Era la primera vez que me sentía así.
¡Para, Dakota! Mi conciencia gritaba, pero mis manos no dejaban de aferrarse a su cabello, jugando con sus hebras sedosas, enredándome en él de una manera peligrosa.
Sus gemidos y los míos se entremezclaban, el deseo escalando como una ola imparable.
Cuando acarició mi espalda, lo hizo con la precisión exacta para hacerme arquear contra su pecho.
El beso terminó poco a poco, con un último roce lento, antes de que su frente se apoyara en la mía.
Ambos respirábamos agitados.
—Dakota, Dakota…—susurró mi nombre como un rezo—. ¿Sabes desde cuándo quería besarte? Desde que te vi en ese vestido el día de mi cumpleaños. Mucho antes de que te presentaran ante mí… lo sé, es una locura. Una locura que ni yo mismo entiendo.
Sus palabras se hundieron en mi piel como tinta indeleble.
No pude responder. No encontré la voz.
Mi mente me arrastró de vuelta a la realidad con un golpe seco.
Yo estaba aquí por trabajo.
No por esto.
Mi cuerpo se tensó de inmediato.
Él lo notó.
Su mano en mi nuca no me dejó apartarme, pero cuando hice un segundo intento, me soltó lentamente, como si pudiera sentir cómo el momento se le escapaba de entre los dedos.
— ¿Qué pasa?—preguntó con un ligero ceño fruncido.
No podía seguir con esto.
No debía.
Me separé bruscamente, sintiendo el calor arder en mi piel.

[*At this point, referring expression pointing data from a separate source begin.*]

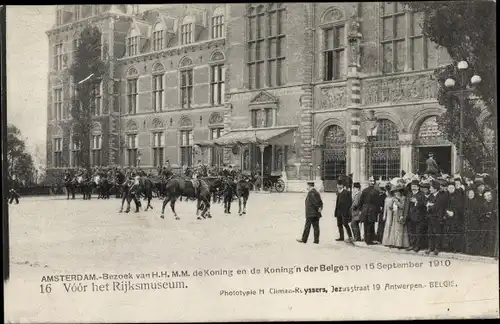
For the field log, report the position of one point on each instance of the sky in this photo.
(27, 68)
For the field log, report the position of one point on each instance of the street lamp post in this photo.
(461, 92)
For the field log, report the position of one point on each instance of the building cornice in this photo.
(174, 51)
(83, 22)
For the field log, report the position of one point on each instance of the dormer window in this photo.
(132, 43)
(187, 36)
(78, 12)
(218, 23)
(59, 16)
(158, 37)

Necesitaba una ducha fría. Muuuuy fría.
—Yo… yo…—las palabras no salían.
Sin mirarlo, tomé mi abrigo y salí casi corriendo del restaurante.
Lo escuché llamarme.
Su voz golpeó mi espalda, sujeta por una necesidad que no quería admitir.
Pero no me detuve.
Subí a mi auto con el corazón latiendo a mil por hora y, sin pensarlo dos veces, aceleré, haciendo rechinar las llantas contra el pavimento.
Tenía que alejarme.
Porque algo en mí se estaba derrumbando.
Porque él no debía hacerme sentir así.